Sometimes, different aspects of these libraries do not work quite the way you would like to. Both NLTK and SpaCy offer options to add your own rules and exceptions to handle the text in a customized way. Some examples are shown below (note that there are far more customization options than I show here). SpaCy has some good documentation on different possibilities for customization. Here is an example: https://spacy.io/usage/rule-based-matching. Or see https://spacy.io/api/tokenizer for more information on how to use the special case attributes.

**Tokenization**

In [None]:
from spacy.attrs import ORTH, NORM

nlp = spacy.load("en_core_web_sm")
nlp.tokenizer.add_special_case("U.S.", [{ORTH: "U.S.", NORM: "U.S."}])

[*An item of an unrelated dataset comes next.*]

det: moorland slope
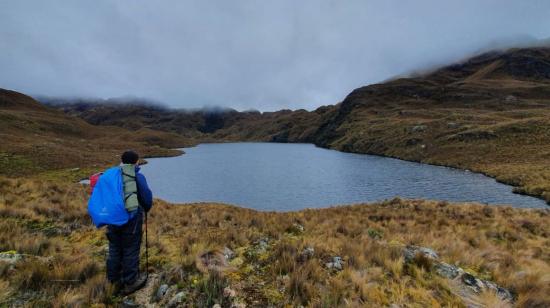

test_text = "We are going to the U.S."

doc = nlp(test_text)
print([token.text for token in doc])

['We', 'are', 'going', 'to', 'the', 'U.S.']


ORTH is the exact verbatim text of a token. NORM is the normalized form of the text.

An example that is already built into the standard SpaCy lemmatizer would be how to handle "don't", which would look like {ORTH: "do"} and {ORTH: "n't", NORM: "not"}.

As another example, let's say we have the name/title of someone that we want to be considered a single entity. For example,
This could be useful for organizations as well since these are not always properly recognized.

**Parts of Speech Tagging**

In [None]:
from spacy.matcher import Matcher

nlp = spacy.load("en_core_web_sm")

# Define a pattern for the phrase
pattern = [{'LOWER': 'alexander'}, {'LOWER': 'the'}, {'LOWER': 'great'}]

# Add the phrase and pattern to the entity recognizer
matcher = Matcher(nlp.vocab)
matcher.add("PERSON", [pattern])

In [None]:
doc = nlp("Alexander the Great was a king of the ancient Greek kingdom of Macedon.")
matches = matcher(doc)

for ent in doc.ents:
    print(ent.text, ent.label_)

Alexander the Great PERSON
Greek NORP
Macedon GPE


**Additional stop words**

In [22]:
import spacy
from spacy.lang.en import STOP_WORDS

nlp = spacy.load("en_core_web_sm")

# add new stop words
custom_stop_words = {"custom", "stop", "words"}

# add them to the list of stop words in this spaCy model
for word in custom_stop_words:
    lexeme = nlp.vocab[word]
    lexeme.is_stop = True

sentences = [
    "This is a custom sentence.",
    "The stop sign is red.",
    "These words are important."
]

for sentence in sentences:
    doc = nlp(sentence)
    print(f"Original sentence: {sentence}")
    print("Stop words in the sentence:")
    for token in doc:
        if token.is_stop:
            print(token.text)
    print("----")


Original sentence: This is a custom sentence.
Stop words in the sentence:
This
is
a
custom
----
Original sentence: The stop sign is red.
Stop words in the sentence:
The
stop
is
----
Original sentence: These words are important.
Stop words in the sentence:
These
words
are
----